Wednesday, October 31, 2012
Our dog is a licker. I won’t go so far as to say she’s an obsessive licker, but she likes to lick. She can get fixated on a spot, either on herself or on me or my husband, and lick as long as we can stand it. I asked our veterinarian about it —because it seems excessive— and the vet thinks that since our dog is somewhat anxious, she’s probably using licking as a relaxation technique. The vet said some dogs enjoy licking because the act releases endorphins that allow the dog to feel pleasure and a sense of security and comfort. A dog’s licking is like a person biting their fingernails; basically they do it to relieve stress.
This makes sense because our dog also yawns a lot, and we’ve learned that yawns are a canine’s calming signal. Yawning is an important part of a dog’s communication toolbox; they often yawn when they are in what they believe is a stressful situation. For example, dogs are not hugged or petted in the wild so it probably doesn’t feel natural for them. When we give our dog a big hug or get expressive with a scratch on the head, she very often starts her yawning repetitions. She uses these short yawns to comfort herself so when she starts self-licking, it’s likely for the same reason.
But why does she lick us? Why do dogs lick people?
Here’s a typical evening scenario.
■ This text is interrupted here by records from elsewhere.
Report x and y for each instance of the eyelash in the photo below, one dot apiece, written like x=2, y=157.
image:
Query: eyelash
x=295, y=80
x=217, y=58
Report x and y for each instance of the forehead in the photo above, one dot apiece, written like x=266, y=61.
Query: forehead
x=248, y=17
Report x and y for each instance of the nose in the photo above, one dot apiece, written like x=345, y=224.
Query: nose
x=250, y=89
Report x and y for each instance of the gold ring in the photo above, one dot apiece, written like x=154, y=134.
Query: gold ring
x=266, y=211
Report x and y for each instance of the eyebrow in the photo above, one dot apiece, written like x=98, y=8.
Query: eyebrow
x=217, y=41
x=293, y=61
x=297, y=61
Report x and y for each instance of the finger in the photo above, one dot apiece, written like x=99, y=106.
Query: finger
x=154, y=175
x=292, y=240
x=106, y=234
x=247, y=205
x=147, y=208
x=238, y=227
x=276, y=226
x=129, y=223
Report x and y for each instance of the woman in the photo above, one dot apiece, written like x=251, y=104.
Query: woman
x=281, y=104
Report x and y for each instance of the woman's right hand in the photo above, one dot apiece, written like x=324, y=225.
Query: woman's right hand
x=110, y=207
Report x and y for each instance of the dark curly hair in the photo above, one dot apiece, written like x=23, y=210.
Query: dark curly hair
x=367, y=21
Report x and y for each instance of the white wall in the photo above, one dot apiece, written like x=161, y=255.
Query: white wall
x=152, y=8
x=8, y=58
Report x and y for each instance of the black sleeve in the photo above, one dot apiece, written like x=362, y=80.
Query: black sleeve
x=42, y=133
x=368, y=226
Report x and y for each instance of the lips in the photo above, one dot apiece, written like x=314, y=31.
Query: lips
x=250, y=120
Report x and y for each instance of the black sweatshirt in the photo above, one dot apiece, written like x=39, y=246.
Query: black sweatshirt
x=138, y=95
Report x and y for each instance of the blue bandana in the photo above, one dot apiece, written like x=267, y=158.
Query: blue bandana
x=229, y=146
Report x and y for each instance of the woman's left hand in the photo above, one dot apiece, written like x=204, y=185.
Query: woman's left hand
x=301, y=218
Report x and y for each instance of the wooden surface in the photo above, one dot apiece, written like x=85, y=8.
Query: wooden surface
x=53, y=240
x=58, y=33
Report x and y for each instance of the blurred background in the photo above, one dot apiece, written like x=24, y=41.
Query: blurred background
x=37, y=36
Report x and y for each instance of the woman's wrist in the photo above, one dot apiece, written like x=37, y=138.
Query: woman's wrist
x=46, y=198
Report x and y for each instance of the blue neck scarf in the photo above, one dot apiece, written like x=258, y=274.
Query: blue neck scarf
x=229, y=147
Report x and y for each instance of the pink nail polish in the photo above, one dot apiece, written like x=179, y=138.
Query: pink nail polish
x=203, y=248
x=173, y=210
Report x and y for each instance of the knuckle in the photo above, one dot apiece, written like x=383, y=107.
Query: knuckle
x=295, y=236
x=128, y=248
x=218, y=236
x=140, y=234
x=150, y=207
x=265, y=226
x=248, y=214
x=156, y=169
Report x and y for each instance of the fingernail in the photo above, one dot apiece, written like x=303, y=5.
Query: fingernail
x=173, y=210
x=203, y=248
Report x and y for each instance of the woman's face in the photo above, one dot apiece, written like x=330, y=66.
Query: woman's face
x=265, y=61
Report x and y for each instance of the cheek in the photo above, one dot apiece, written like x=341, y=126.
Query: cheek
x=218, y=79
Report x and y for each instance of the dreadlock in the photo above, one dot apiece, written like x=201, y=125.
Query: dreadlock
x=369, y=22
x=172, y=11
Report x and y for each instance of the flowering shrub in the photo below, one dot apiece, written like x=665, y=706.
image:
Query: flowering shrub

We’re all piled up on the sofa, relaxing and talking about the day. Our dog and cat are in the mix because they have to be the center of everything. Then our dog will find a place on my exposed arm or leg and start the licking. If I would sit still I think she would lick me indefinitely.
As kids, we were sure that a dog’s lick was a canine kiss. We thought that the more your dog licked you, the more she loved you. There’s a part of me that still believes this is true, but I couldn’t find scientific evidence to back me up.
There is some logic to that universal childhood theory, however. From the day pups are born, their mother licks them to clean them and stimulate breathing as well as to encourage elimination. Mother’s licks (kisses) are vitally important for a newborn puppy’s survival. Furthermore, when puppies lick one another it serves an important social function which strengthens the bond between littermates. The act of licking is a natural instinct that dogs learn from their mother at an early age. Since one of their earliest social bonds involves licking, that action has become a significant canine social device.
Because of the social importance of licking, it’s reasonable to conclude that when a dog licks you she is expressing her love for you. It’s easy to believe that when your dog happily licks your hand when you walk in the door, she’s happy to see you. And that, when a dog licks you after you’ve been petting her, she is showing fondness and gratitude, and that she’s returning the loving gesture.
Licking is also a submissive gesture, a sign of respect and obedience. Within a pack of feral or wild dogs, the more subordinate dogs will lick the more dominant ones. This act of submission strengthens the bond within the pack and helps maintain balance and harmony. So when a dog licks you she is showing respect and acknowledging that you are the alpha, the one who provides the CANIDAE dog food and shelter.
Another reason dogs lick is to gather information. Smell is a canine’s primary information gathering sense, but taste is an important tool as well. Notice the next time a dog greets another dog. There’s plenty of smelling going on, but there may be licking too.
Within a wolf pack, wolves lick one another’s mouths to determine if one of them has eaten recently, and to learn if there is a fresh food source is nearby. Also in the wild, recently weaned puppies will lick their mother’s mouth to stimulate her to regurgitate so they can eat the predigested food.
Dogs lick people to learn about them. What a dog tastes when she licks a person gives her clues to the person’s chemical composition, which communicates other important things about the human. Our skin secretes a wealth of information for the curious canine and through licking they gain insight into our health and perhaps our moods.
And an obvious reason dogs lick people is because people taste good! Dogs like the taste of their owner’s salty skin or a lotion you wear, or even that drop of maple syrup you spilled on your arm during breakfast.